É um exemplo notável de sincronicidade o fato de que ao longo da década seguinte foram criadas nada menos do que seis classificações desse tipo, todas baseadas na descoberta da periodicidade. De Chancourtois, na França, Newlands e Odling, na Inglaterra, Meyer, na Alemanha, Hinrichs, nos EUA, e Mendeleiev, na Rússia, todos observaram que, se os elementos fossem organizados em ordem de massa atômica crescente, tornava-se evidente a existência de uma periodicidade de propriedades químicas e físicas.
O primeiro a dar-se conta disso foi o mineralogista francês De Chancourtois, 18 meses após a reunião de Karlsruhe. Ele o ilustrou, com 24 elementos, inscrevendo os elementos numa hélice traçada na superfície de um cilindro, de modo que os elementos com propriedades semelhantes se encaixassem um debaixo do outro.
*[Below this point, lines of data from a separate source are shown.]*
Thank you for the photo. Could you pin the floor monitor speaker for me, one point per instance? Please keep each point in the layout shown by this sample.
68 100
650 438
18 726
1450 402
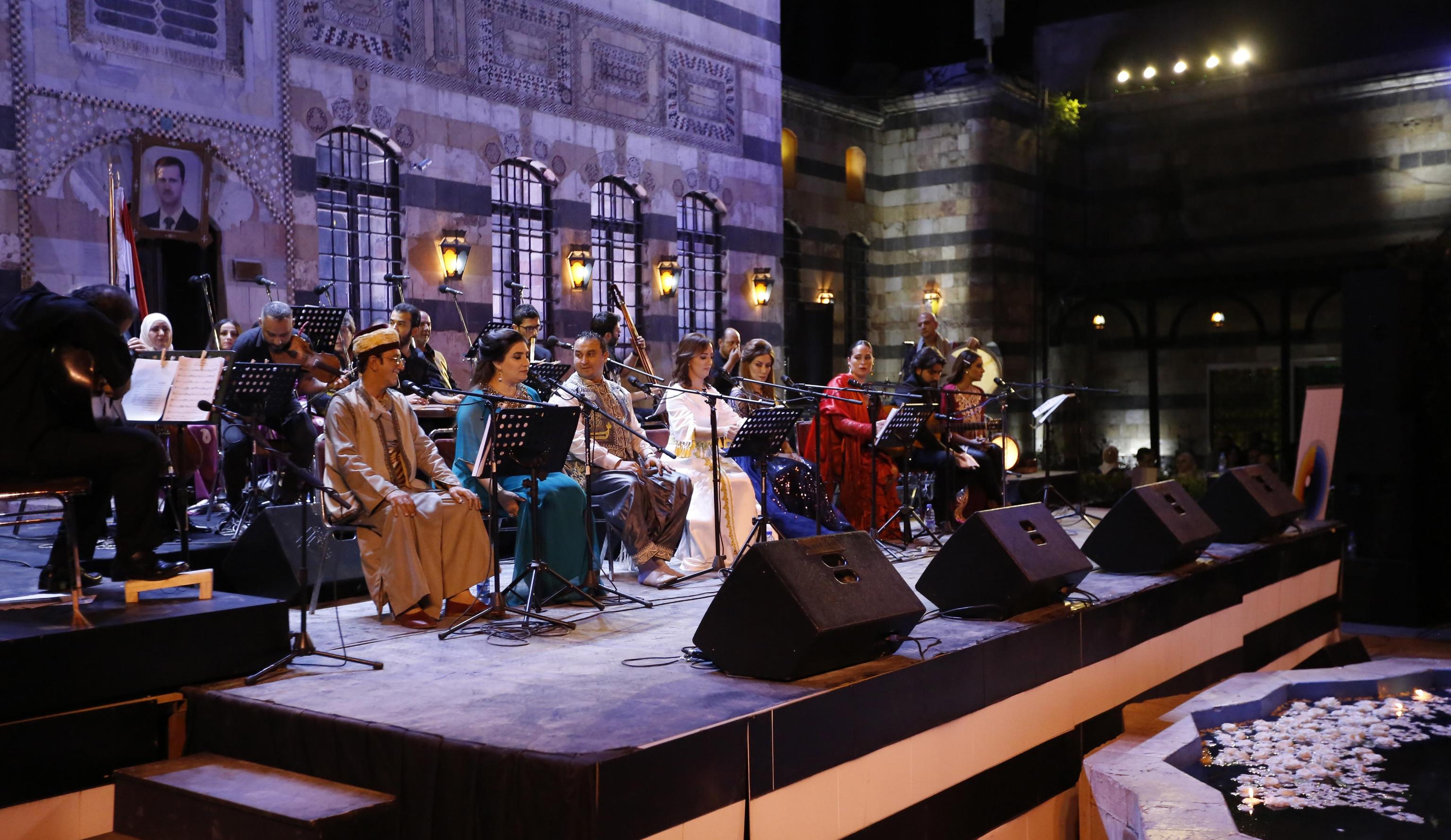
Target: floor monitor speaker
794 608
1016 559
266 559
1151 528
1251 504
Mas, por várias razões -uma das principais foi o fato de a "Comptes Rendus" não ter publicado seu diagrama da hélice-, o sistema de De Chancourtois, sua "vis tellurique", foi completamente ignorado. Os quatro outros sistemas periódicos divulgados na década de 1860 tiveram destino semelhante, de modo que hoje falamos em Mendeleiev como o descobridor ou originador único do sistema periódico. Mas não há dúvida de que o sistema de Mendeleiev era de longe o mais abrangente e mais profundamente pesquisado, e que, com sua enorme audácia, ousou traçar previsões detalhadas sobre elementos ainda desconhecidos, coisa que nenhuma das outras classificações se aventurara a fazer.